Road Trip to Texas - The End
In the last post we had come home to California about sunset, but we were still a long way from home. We had decided to camp at Joshua Tree National Park, but arrived there after dark. Mid-week, mid-July. No problem finding a camping site. I woke up before sunrise and walked in the desert to get some photos.I didn't have much luck with great sunrise photos but the good thing about sunrise (besides that another great day is starting) is that the light is great for other photos.
Have you ever seen so many spines?
We had slept in the truck so it didn't take long to break camp. We had entered the park from the south and planned to drive through to the northern exit.We stopped at the Cholla Cactus Garden, a nature trail constructed through the cholla with warnings to not touch...for your own safety!
I was not tempted to touch. This "jumping cholla" is known for it's tendency to attach to a passerby without much provocation.
This is what the park is known for--the Joshua tree which is not really a tree, but a species of yucca that can grow to 40 feet tall. The park protects 794,000 acres of Mojave and Colorado Desert.
We drove to Keys View. At 5185 feet, its not the highest place in the park but I think it's the highest spot you can drive too. You can see the Coachella Valley to the southwest and Mount San Jacinto and Palm Springs to the north (just out of this photo)

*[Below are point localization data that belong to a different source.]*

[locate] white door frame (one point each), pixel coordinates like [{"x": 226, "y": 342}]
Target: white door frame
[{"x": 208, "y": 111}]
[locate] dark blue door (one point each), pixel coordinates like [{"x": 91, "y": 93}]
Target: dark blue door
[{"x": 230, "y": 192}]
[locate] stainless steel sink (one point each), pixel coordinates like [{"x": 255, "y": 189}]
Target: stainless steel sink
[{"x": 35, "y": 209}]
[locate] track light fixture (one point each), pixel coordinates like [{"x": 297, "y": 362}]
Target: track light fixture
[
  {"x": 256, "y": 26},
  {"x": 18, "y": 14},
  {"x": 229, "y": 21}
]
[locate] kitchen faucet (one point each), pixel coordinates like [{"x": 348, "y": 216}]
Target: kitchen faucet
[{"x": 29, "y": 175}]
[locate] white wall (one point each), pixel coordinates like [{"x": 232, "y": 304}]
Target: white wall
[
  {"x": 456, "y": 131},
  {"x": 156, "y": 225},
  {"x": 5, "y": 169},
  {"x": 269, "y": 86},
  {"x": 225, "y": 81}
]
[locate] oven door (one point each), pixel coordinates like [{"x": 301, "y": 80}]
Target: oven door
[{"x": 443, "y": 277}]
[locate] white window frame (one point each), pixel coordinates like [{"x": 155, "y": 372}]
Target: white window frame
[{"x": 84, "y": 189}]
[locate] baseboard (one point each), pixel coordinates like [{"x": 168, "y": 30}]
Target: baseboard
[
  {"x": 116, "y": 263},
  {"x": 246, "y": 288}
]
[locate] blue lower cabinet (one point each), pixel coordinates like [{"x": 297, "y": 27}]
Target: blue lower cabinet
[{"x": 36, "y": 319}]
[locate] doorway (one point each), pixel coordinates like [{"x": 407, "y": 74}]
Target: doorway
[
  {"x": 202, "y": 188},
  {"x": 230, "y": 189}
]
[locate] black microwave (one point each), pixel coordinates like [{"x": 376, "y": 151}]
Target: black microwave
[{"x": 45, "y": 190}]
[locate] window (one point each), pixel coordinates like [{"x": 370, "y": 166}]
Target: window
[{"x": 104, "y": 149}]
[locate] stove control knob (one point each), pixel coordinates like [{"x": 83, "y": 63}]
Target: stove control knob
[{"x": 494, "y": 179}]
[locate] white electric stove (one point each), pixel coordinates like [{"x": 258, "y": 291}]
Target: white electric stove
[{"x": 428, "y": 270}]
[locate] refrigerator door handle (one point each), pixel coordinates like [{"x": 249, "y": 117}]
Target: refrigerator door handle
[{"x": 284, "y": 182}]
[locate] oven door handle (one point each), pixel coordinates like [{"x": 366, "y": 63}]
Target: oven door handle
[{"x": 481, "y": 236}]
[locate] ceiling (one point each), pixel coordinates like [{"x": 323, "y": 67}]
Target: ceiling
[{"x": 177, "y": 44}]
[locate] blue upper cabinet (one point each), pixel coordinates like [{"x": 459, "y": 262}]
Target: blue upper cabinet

Joshua Tree Park has plenty more to come back to, especially if we could take a vacation in the spring. Can you imagine what it would be like for early settlers? There were miners, homesteaders, and ranchers who tried to make a go of it here and there are remnants of those homesteads and mines. We stopped at the visitor center on the way out and saw this statue and mural when driving away. After seeing the interesting public art in southern New Mexico and Arizona I wish that I had been on the lookout for it in the earlier part of our trip.Leaving Joshua Tree NP and driving through the town of Twentynine Palms, now the plan was to just head home. California is a big place. The iPhone map showed almost 8 1/2 hours to go.
More public art...or is this private art...or art at all? Amusement.
More amusement. This is the only souvenir I bought for myself (other than the National Park patches, which someday may be sewn to something but for now are on my bulletin board with others). This bighorn sheep now is on my big loom with a collection of other sheep.California oak woodland. Many hours still to go.
Looking west from near Rio Vista. We live on the western side of the Central Valley and those are "our" mountains in the distance.